The JSON payload below is a sample response of a webhook event that gets sent to your webhook URL. You should know that all webhook events across PayziGo, payout, funding, payouts all follow the same payload format as shown below.
| Fields | Descriptions |
|---|---|
| event | The name or type of webhook event that gets sent eg; charge. |
| data | The payload of the webhook event object that gets sent. |
{
"event": "swap",
"data": {
"id": "a22eecea-2656-4034-99c5-1b6b3a069ae5",
"amount": "910.76",
"human_readable_amount": 9.107604,
"charge": "0.00",
"human_readable_charge": 0,
"status": "success",
"mode": "live",
"type": "credit",
"decline_reason": null,
"description": "swap",
"to_wallet": "EUR",
"from_wallet": "USD",
"debit_id": "f32d71b6-c921-42b1-973a-52b67cb7adfc",
"created_at": "2024-07-27T11:13:12.000000Z"
}
}
{
"event": "payout",
"data": {
"id": "c5edf3dc-63f1-43d2-a400-d7d295d8297f",
"amount": "9100.00",
"human_readable_amount": 91,
"charge": "142.90",
"human_readable_charge": 1.4290003196954,
"status": "pending",
"mode": "live",
"type": "debit",
"decline_reason": null,
"description": "payout",
"recipient": {
"first_name": "Chioma",
"middle_name": null,
"last_name": "Gladys",
"email": "",
"phone": null,
"amount": "14477461.62",
"human_readable_recipient_amount": 144774.61621623,
"currency": "NGN",
"rate": 1590.92984853,
"transfer_purpose": "Education",
"delivery_method": "bank",
"country": "NG",
"state": null,
"city": "",
"address": null,
"postal_code": null,
"bank": {
"bank_name": "Zenith Bank",
"account_number": "1234567894",
"account_name": "Chioma Gladys",
"account_type": "Savings"
}
},
"sender": {
"id": "120988ea-b91b-4543-9bc0-d851e17db04b",
"first_name": "John",
"middle_name": "Son",
"last_name": "Derrick",
"business_name": null,
"entity": "individual",
"email": "Derrick@remote.com",
"phone": "+2349057550481",
"country": "US",
"state": "DE",
"city": "City",
"address": "Address",
"postal_code": "90000",
"ip_address": "98.97.79.160",
"id_type": "SSN",
"id_number": "213652146416",
"id_url": "https://google.com",
"birth_date": "29-06-1999"
}
}
}
Have a backup strategy in place, in case your webhook endpoint fails. For instance, if your webhook endpoint is throwing server errors, you won't know about any new customer payments because webhook requests will fail.

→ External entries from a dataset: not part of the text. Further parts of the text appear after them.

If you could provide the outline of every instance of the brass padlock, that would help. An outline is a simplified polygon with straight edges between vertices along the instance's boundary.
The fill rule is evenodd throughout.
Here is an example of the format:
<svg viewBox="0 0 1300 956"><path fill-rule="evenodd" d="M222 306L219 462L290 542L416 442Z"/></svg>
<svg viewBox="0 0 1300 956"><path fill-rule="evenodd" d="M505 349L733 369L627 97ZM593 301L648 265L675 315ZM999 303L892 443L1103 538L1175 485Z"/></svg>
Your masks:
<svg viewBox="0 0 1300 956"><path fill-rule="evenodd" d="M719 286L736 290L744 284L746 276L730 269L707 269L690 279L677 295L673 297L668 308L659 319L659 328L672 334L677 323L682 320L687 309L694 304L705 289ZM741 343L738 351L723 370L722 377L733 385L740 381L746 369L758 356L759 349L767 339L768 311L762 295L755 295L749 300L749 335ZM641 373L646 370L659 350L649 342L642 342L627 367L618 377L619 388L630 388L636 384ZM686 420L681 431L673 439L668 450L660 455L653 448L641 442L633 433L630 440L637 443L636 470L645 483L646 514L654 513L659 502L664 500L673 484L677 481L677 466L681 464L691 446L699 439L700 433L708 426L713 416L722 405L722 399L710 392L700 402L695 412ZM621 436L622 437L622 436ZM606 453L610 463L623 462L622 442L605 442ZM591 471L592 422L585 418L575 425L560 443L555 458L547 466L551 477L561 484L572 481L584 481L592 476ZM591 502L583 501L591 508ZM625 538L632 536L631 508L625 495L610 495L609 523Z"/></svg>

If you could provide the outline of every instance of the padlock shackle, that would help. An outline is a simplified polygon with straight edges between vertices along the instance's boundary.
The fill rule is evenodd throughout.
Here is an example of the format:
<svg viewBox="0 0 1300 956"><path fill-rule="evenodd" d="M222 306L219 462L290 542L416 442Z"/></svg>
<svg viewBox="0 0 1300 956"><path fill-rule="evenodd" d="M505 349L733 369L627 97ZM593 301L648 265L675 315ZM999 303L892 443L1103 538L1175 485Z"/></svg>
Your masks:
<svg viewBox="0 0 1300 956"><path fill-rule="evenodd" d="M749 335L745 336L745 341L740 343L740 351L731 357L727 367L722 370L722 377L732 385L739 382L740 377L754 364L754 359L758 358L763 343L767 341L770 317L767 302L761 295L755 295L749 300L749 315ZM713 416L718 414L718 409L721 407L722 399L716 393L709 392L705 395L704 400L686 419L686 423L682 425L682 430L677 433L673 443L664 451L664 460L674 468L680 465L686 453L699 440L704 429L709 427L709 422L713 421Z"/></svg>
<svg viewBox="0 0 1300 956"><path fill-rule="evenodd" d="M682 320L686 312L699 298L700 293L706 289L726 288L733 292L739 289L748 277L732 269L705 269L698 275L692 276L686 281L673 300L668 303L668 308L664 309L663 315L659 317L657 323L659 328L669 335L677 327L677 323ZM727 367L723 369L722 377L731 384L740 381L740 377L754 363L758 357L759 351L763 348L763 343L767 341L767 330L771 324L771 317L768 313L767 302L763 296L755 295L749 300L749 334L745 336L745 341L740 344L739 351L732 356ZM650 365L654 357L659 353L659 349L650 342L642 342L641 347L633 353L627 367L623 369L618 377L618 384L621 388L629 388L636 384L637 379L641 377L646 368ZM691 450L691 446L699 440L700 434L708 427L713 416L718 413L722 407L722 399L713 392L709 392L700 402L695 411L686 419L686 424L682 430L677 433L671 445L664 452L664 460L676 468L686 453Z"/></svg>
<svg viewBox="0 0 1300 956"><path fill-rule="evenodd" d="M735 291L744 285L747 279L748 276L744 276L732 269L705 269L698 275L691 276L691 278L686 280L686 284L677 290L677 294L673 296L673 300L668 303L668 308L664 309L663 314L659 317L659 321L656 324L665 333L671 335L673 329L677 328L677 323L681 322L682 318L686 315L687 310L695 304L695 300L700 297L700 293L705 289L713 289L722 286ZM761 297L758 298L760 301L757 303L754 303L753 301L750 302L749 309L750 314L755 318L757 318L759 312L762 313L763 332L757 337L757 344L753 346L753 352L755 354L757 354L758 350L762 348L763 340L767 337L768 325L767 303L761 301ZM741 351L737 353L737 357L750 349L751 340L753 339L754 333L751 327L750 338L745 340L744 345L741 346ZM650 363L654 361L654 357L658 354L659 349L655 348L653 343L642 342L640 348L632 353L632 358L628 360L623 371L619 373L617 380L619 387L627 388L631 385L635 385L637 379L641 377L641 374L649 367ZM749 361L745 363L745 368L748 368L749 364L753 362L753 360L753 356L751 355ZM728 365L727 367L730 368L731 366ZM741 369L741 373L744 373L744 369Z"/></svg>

Your webhook endpoint needs to respond within a certain time limit, or we'll consider it a failure and try again. Avoid doing long-running tasks or network calls in your webhook endpoint so you don't hit the timeout. If your framework supports it, you can have your webhook endpoint immediately return a 200 status code, and then perform the rest of its duties; otherwise, you should dispatch any long-running tasks to a job queue, and then respond.